A comparação com o Governo anterior é inevitável. Com Sócrates, podia-se concordar ou não, mas ninguém tinha dúvidas quanto às opções que fez, isto apesar da grave crise internacional que teve de enfrentar. Para Passos, aparentemente, desde que invistam, tanto lhe faz que se dediquem a cavar batatas como à apanha do mexilhão, depois logo se vê se são os investimentos que mais interessam ao País. Voltámos à estaca zero. Nem se dá continuidade aos investimentos do Governo anterior, que apesar dos excelentes resultados obtidos, obviamente, não prestam, nem se apresentam alternativas. Abençoado acordo com a Troika que vai disfarçando (mal) o total vazio de ideias.
TGV Lisboa – Atenas
Uma das promessas mais sonantes de Passos Coelho durante a campanha foi a da suspensão do projecto do TGV. Não havia dinheiro para grandes obras e o projecto era para esquecer, rasgava-se e não se falava mais nisso. Foi nisto que votaram muitos dos eleitores que lhe deram a vitória nas eleições. Mas, chegado ao poder, já não é bem assim, descobriu com grande espanto que há compromissos assumidos e, em vez do silêncio esperado, todos os dias temos novidades acerca do assunto. A obra, maior ou mais pequena, afinal, é mesmo para avançar. Com algumas diferenças, é certo, as mercadorias são agora a grande prioridade. É que já temos turistas mais do que suficientes, e a última coisa que este Governo quer é que nos entrem mais pelo País adentro ainda por cima em alta velocidade. Corria-se o risco de dinamizar o sector do Turismo e isso não pode ser. Como o Governo está cheio de ideias para impulsionar o crescimento da economia, o Turismo pode muito bem continuar a crescer devagarinho ou parado.

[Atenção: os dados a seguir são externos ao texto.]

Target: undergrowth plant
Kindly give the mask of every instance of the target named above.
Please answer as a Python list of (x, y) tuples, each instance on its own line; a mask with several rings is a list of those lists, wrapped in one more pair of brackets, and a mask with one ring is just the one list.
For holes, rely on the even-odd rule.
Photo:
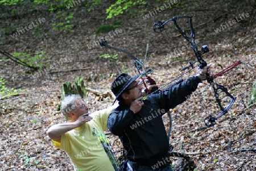
[(256, 102), (256, 81), (253, 82), (253, 89), (251, 89), (251, 95), (248, 106)]

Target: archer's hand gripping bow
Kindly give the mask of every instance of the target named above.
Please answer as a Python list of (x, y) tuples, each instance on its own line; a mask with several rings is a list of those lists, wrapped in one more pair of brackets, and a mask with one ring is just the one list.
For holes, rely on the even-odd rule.
[[(187, 18), (187, 19), (188, 19), (188, 23), (189, 24), (190, 30), (191, 30), (191, 35), (189, 35), (189, 36), (187, 36), (186, 35), (185, 33), (184, 32), (184, 31), (182, 30), (182, 29), (177, 24), (177, 19), (179, 18)], [(198, 65), (198, 66), (201, 69), (203, 68), (204, 66), (207, 66), (207, 63), (205, 62), (205, 61), (204, 61), (203, 59), (202, 55), (204, 53), (208, 52), (209, 51), (209, 49), (208, 49), (207, 45), (206, 45), (202, 46), (201, 51), (198, 50), (197, 45), (196, 45), (196, 44), (195, 42), (195, 30), (194, 30), (194, 28), (193, 27), (193, 25), (192, 23), (192, 16), (180, 16), (180, 17), (174, 16), (172, 18), (171, 18), (171, 19), (168, 20), (165, 22), (161, 22), (159, 21), (155, 23), (155, 24), (154, 25), (154, 31), (157, 33), (161, 33), (162, 32), (163, 32), (163, 31), (165, 30), (164, 25), (166, 23), (168, 23), (170, 21), (174, 22), (174, 24), (178, 29), (180, 34), (191, 44), (191, 48), (193, 49), (193, 51), (195, 53), (195, 55), (196, 55), (197, 61), (196, 61), (195, 62), (194, 62), (193, 63), (190, 62), (189, 66), (184, 68), (182, 70), (184, 70), (189, 66), (191, 66), (192, 68), (192, 69), (193, 69), (194, 67), (193, 66), (193, 64), (196, 63), (196, 62), (199, 62), (199, 65)], [(192, 39), (192, 41), (190, 40), (191, 39)], [(230, 70), (232, 68), (235, 67), (236, 66), (237, 66), (238, 65), (240, 64), (241, 63), (241, 62), (240, 61), (237, 62), (235, 64), (234, 64), (233, 65), (229, 66), (228, 68), (228, 69), (229, 69), (229, 70)], [(224, 69), (224, 71), (226, 72), (225, 69)], [(221, 74), (222, 73), (221, 73)], [(219, 76), (219, 75), (218, 75), (218, 76)], [(210, 84), (210, 85), (212, 86), (212, 87), (213, 89), (215, 98), (216, 99), (216, 101), (217, 101), (218, 106), (220, 106), (220, 109), (221, 112), (216, 117), (213, 117), (211, 115), (209, 115), (208, 116), (207, 116), (205, 118), (204, 123), (205, 124), (205, 126), (207, 126), (207, 127), (214, 126), (214, 125), (216, 124), (216, 120), (218, 118), (219, 118), (220, 117), (221, 117), (221, 116), (222, 116), (223, 115), (224, 115), (225, 114), (226, 114), (228, 112), (228, 111), (229, 110), (229, 109), (234, 104), (234, 102), (236, 98), (236, 97), (234, 97), (232, 95), (231, 95), (231, 94), (230, 94), (228, 91), (228, 89), (226, 88), (225, 88), (224, 86), (223, 86), (221, 85), (215, 83), (213, 81), (213, 79), (215, 78), (216, 77), (217, 77), (217, 76), (214, 76), (213, 77), (212, 76), (209, 76), (209, 74), (207, 74), (207, 82)], [(229, 105), (226, 108), (222, 107), (222, 106), (221, 105), (221, 101), (218, 98), (218, 94), (217, 92), (218, 90), (221, 90), (223, 91), (226, 94), (226, 95), (228, 95), (228, 97), (229, 97), (231, 98), (231, 101), (230, 101)]]

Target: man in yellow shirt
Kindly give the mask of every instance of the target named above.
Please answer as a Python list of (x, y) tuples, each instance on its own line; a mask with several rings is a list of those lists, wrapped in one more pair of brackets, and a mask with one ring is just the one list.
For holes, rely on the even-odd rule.
[(65, 119), (70, 122), (48, 130), (54, 145), (65, 151), (75, 170), (114, 170), (97, 135), (104, 135), (108, 117), (117, 106), (88, 115), (88, 107), (80, 97), (71, 95), (63, 100), (61, 106)]

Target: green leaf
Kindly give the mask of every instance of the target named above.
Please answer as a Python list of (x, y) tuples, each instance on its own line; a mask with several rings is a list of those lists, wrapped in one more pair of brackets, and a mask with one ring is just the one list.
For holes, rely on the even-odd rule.
[(32, 120), (31, 122), (32, 122), (32, 123), (35, 123), (38, 122), (38, 120), (36, 120), (36, 119), (34, 119), (34, 120)]

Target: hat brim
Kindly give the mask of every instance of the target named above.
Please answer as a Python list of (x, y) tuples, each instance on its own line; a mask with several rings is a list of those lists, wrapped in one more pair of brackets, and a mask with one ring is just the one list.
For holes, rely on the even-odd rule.
[(115, 96), (115, 99), (114, 101), (114, 102), (113, 103), (113, 104), (114, 104), (115, 101), (117, 101), (117, 98), (120, 96), (120, 95), (121, 95), (122, 93), (123, 93), (123, 91), (125, 91), (125, 90), (134, 81), (136, 80), (136, 79), (137, 79), (139, 76), (141, 76), (141, 74), (138, 74), (138, 76), (136, 76), (133, 78), (131, 78), (131, 79), (129, 81), (129, 82), (128, 82), (128, 83), (123, 87), (123, 89), (120, 91), (120, 93), (118, 93), (118, 94), (117, 94), (117, 95)]

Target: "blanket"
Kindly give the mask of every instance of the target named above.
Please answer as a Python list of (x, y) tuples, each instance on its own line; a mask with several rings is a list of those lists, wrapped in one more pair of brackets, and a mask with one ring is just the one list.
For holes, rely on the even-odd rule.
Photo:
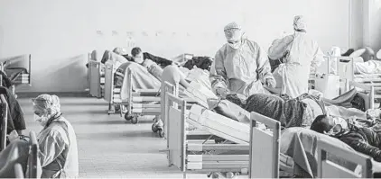
[[(15, 178), (14, 166), (19, 163), (23, 171), (27, 172), (30, 142), (28, 138), (11, 142), (0, 153), (0, 178)], [(38, 165), (37, 176), (41, 175), (42, 168)]]

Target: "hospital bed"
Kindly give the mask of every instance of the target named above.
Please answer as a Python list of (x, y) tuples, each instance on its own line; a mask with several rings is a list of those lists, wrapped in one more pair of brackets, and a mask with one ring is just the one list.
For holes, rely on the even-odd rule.
[(89, 94), (101, 98), (105, 94), (105, 75), (102, 73), (101, 62), (92, 58), (91, 54), (92, 53), (88, 54)]
[[(249, 178), (278, 178), (281, 122), (256, 112), (250, 113), (250, 119)], [(257, 121), (272, 132), (259, 129)]]
[(24, 178), (23, 166), (21, 166), (21, 164), (19, 163), (15, 164), (14, 166), (14, 170), (15, 178)]
[(1, 113), (3, 114), (0, 116), (2, 120), (1, 122), (1, 136), (0, 136), (0, 151), (4, 150), (6, 147), (6, 134), (7, 134), (7, 126), (8, 126), (8, 103), (5, 100), (4, 94), (0, 94), (0, 108)]
[(28, 178), (37, 178), (37, 168), (38, 168), (38, 153), (39, 153), (39, 146), (37, 142), (36, 134), (34, 131), (31, 131), (29, 133), (30, 136), (30, 142), (31, 142), (31, 149), (28, 157), (28, 170), (27, 175)]
[[(247, 173), (248, 155), (205, 154), (205, 152), (208, 150), (214, 150), (218, 152), (224, 152), (227, 150), (238, 152), (247, 151), (249, 148), (247, 142), (245, 142), (237, 138), (230, 137), (226, 133), (222, 133), (220, 131), (218, 132), (218, 130), (214, 130), (214, 132), (226, 137), (224, 139), (228, 139), (230, 141), (236, 142), (236, 144), (211, 144), (209, 142), (211, 137), (209, 137), (208, 139), (191, 139), (190, 132), (187, 131), (185, 129), (186, 121), (188, 121), (190, 125), (197, 127), (198, 129), (206, 128), (190, 120), (190, 116), (192, 115), (191, 112), (190, 112), (190, 117), (187, 117), (185, 112), (187, 108), (186, 101), (180, 99), (179, 97), (176, 97), (169, 93), (167, 93), (165, 98), (166, 103), (169, 104), (169, 101), (172, 101), (173, 103), (175, 103), (173, 106), (166, 105), (168, 106), (166, 108), (166, 111), (168, 112), (166, 115), (168, 117), (167, 157), (170, 166), (175, 166), (179, 167), (182, 171), (184, 178), (186, 178), (187, 173), (190, 172)], [(196, 107), (194, 108), (194, 106)], [(201, 107), (198, 108), (197, 106), (197, 104), (193, 105), (192, 109), (196, 111), (201, 109)], [(190, 111), (192, 111), (192, 109), (190, 109)], [(218, 120), (220, 119), (216, 119), (214, 122), (218, 122)], [(228, 119), (226, 121), (224, 121), (224, 122), (228, 122), (227, 125), (236, 124), (236, 126), (237, 125), (242, 128), (247, 128), (247, 126), (245, 124), (242, 126), (239, 123), (231, 123), (229, 121), (233, 121), (229, 119)], [(213, 133), (210, 132), (210, 130), (213, 130), (213, 129), (209, 129), (209, 130), (205, 130), (203, 132), (205, 134), (204, 137), (207, 137), (208, 135), (210, 136), (210, 134)], [(246, 136), (248, 137), (248, 129), (246, 133), (243, 131), (239, 134), (244, 136), (246, 134)], [(195, 132), (193, 135), (197, 135), (197, 133)]]
[[(373, 178), (372, 157), (343, 150), (333, 143), (318, 140), (318, 178)], [(360, 174), (330, 161), (328, 154), (334, 155), (361, 167)]]
[(352, 87), (360, 89), (360, 95), (367, 98), (366, 109), (374, 109), (375, 101), (381, 100), (381, 74), (355, 74), (355, 66), (353, 58), (338, 57), (338, 72), (346, 91)]
[[(23, 64), (25, 61), (28, 64)], [(31, 54), (4, 58), (0, 59), (0, 70), (4, 71), (15, 85), (31, 85)]]

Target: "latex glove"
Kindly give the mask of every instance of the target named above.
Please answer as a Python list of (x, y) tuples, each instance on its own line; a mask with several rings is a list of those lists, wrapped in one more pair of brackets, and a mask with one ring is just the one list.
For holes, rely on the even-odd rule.
[(267, 78), (265, 82), (265, 85), (271, 87), (271, 88), (275, 88), (276, 82), (275, 82), (275, 80), (274, 80), (272, 78)]
[(226, 98), (227, 95), (228, 95), (228, 89), (225, 89), (225, 88), (222, 88), (222, 87), (217, 88), (216, 89), (216, 92), (217, 92), (217, 95), (219, 95), (219, 96), (221, 96), (223, 98)]
[(12, 130), (12, 132), (8, 135), (8, 139), (10, 142), (13, 142), (18, 139), (20, 139), (19, 134), (15, 130)]

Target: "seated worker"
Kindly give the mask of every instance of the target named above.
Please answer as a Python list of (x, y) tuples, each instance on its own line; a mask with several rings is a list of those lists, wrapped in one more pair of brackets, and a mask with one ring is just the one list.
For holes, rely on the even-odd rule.
[(337, 121), (328, 115), (320, 115), (311, 130), (337, 138), (358, 152), (368, 155), (381, 162), (381, 134), (373, 128), (360, 127), (346, 121)]
[[(43, 127), (37, 135), (38, 159), (42, 169), (41, 178), (75, 178), (79, 176), (77, 137), (74, 129), (60, 112), (60, 99), (56, 95), (41, 94), (33, 99), (34, 121)], [(19, 136), (0, 153), (0, 177), (14, 177), (11, 174), (14, 163), (26, 169), (29, 142)], [(6, 161), (8, 156), (18, 151), (19, 158)], [(5, 169), (8, 168), (8, 169)]]
[(194, 66), (196, 66), (198, 68), (210, 71), (213, 59), (209, 57), (193, 57), (190, 60), (185, 62), (182, 67), (190, 70), (193, 69)]
[(100, 62), (105, 65), (112, 64), (116, 66), (116, 67), (118, 67), (121, 64), (128, 62), (128, 60), (123, 58), (121, 55), (118, 55), (109, 50), (106, 50), (105, 53), (103, 54), (103, 57)]
[(14, 97), (17, 98), (14, 92), (14, 84), (12, 82), (11, 79), (9, 79), (8, 76), (6, 76), (6, 74), (1, 70), (0, 70), (0, 75), (2, 76), (2, 78), (3, 78), (2, 86), (8, 88), (12, 92), (12, 94), (14, 95)]

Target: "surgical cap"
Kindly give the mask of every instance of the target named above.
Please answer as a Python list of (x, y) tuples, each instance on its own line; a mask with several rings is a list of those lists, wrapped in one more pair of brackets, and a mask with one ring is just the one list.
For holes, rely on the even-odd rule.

Mas para que não se pense que Passos tem aversão à alta velocidade, e que não tem visão de futuro, foi vê-lo, na última entrevista, a ligar-nos à Grécia a uma velocidade verdadeiramente estonteante. Curiosamente, sem mostrar quaisquer preocupações com os custos que tal ligação acarreta. Se calhar, o problema estava no destino. Linha de alta velocidade sim, mas directa a Atenas.